What the economy needs is not a workforce that has been trained to use AI tools with greater efficiency. It needs a workforce oriented toward what can be called Regenerative Innovation: the capacity to look at any situation and see not just what is there but what could be there, to recognise where genuine new value might be created, and then to deliver on those opportunities by bringing people with them and making change happen.
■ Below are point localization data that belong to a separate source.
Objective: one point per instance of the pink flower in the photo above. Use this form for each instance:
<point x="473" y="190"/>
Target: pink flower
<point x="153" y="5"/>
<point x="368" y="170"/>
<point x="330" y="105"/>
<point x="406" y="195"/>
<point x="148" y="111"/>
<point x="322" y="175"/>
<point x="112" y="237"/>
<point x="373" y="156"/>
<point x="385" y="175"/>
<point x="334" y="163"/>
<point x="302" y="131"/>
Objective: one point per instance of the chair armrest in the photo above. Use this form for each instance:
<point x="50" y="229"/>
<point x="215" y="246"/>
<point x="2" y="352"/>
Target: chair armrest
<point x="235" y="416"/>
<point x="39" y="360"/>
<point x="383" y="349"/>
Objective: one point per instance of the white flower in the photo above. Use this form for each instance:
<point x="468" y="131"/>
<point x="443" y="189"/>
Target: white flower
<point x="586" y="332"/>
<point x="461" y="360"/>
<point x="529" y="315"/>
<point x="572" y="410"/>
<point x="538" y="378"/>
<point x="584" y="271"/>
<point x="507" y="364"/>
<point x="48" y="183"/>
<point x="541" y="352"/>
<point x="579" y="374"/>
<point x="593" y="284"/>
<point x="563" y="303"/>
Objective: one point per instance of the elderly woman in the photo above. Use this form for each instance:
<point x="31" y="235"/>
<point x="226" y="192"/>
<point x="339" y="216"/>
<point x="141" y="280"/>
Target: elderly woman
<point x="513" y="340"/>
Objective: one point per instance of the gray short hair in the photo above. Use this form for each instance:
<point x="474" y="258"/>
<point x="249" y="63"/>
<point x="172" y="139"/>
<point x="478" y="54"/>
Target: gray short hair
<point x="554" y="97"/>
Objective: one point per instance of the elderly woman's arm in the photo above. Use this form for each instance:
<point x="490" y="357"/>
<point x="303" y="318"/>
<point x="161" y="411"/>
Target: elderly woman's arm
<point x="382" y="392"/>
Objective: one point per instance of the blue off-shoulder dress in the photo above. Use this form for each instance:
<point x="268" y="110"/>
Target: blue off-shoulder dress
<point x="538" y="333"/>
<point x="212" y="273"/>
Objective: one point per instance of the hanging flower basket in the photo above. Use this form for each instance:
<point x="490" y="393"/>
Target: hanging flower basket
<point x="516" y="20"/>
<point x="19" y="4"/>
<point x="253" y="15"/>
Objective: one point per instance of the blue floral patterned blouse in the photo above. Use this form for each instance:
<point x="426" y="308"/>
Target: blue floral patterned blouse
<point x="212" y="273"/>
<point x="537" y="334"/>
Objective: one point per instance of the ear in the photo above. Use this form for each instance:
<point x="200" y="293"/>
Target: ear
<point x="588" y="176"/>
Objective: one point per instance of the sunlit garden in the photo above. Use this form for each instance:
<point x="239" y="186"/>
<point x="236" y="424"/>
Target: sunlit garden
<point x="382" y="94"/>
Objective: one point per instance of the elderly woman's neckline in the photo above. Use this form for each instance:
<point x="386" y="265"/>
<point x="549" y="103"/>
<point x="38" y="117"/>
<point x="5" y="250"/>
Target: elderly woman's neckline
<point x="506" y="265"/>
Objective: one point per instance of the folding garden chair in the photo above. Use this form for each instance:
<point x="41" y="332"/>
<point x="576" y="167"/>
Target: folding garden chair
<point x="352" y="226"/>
This is something AI cannot easily do and it is what every British business needs more of, in every role, at every level. If you want a rough formula, the training equation is something like 20% applied AI skills, 30% innovation capability, 50% change management and all of it needs to be framed in terms of human centric culture change. AI does matter, but it is all the capabilities around it that will determine whether British businesses thrive, merely survive or collapse. Even OpenAI, in a policy paper published in April 2026, acknowledged that AI may disrupt jobs and reshape entire industries at a speed and scale unlike previous technological shifts, that gains could become concentrated within a small number of firms, and that workers may become more productive without feeling that they are sharing in the benefits. It even floated time-bound 32-hour or four-day week pilots with no loss of pay, which is a remarkable sign of how far this debate has already moved. This is no longer only a conversation about software adoption. It is a conversation about distribution, bargaining power and the future shape of working life. The businesses that invest seriously in building those capabilities in their people, in genuine partnership with universities and training providers who know how to develop them, will be the ones that find new markets, innovate, create new value, and build the kind of organisations that attract and retain the people who will be properly equipped to continue creating value in the decade ahead. The BCC’s data tells us that the window in which this transition can be shaped rather than suffered is still open. It will not stay open for long. The question facing every British business leader right now is not whether this is coming. It is whether you intend to shape it, or to be shaped by it.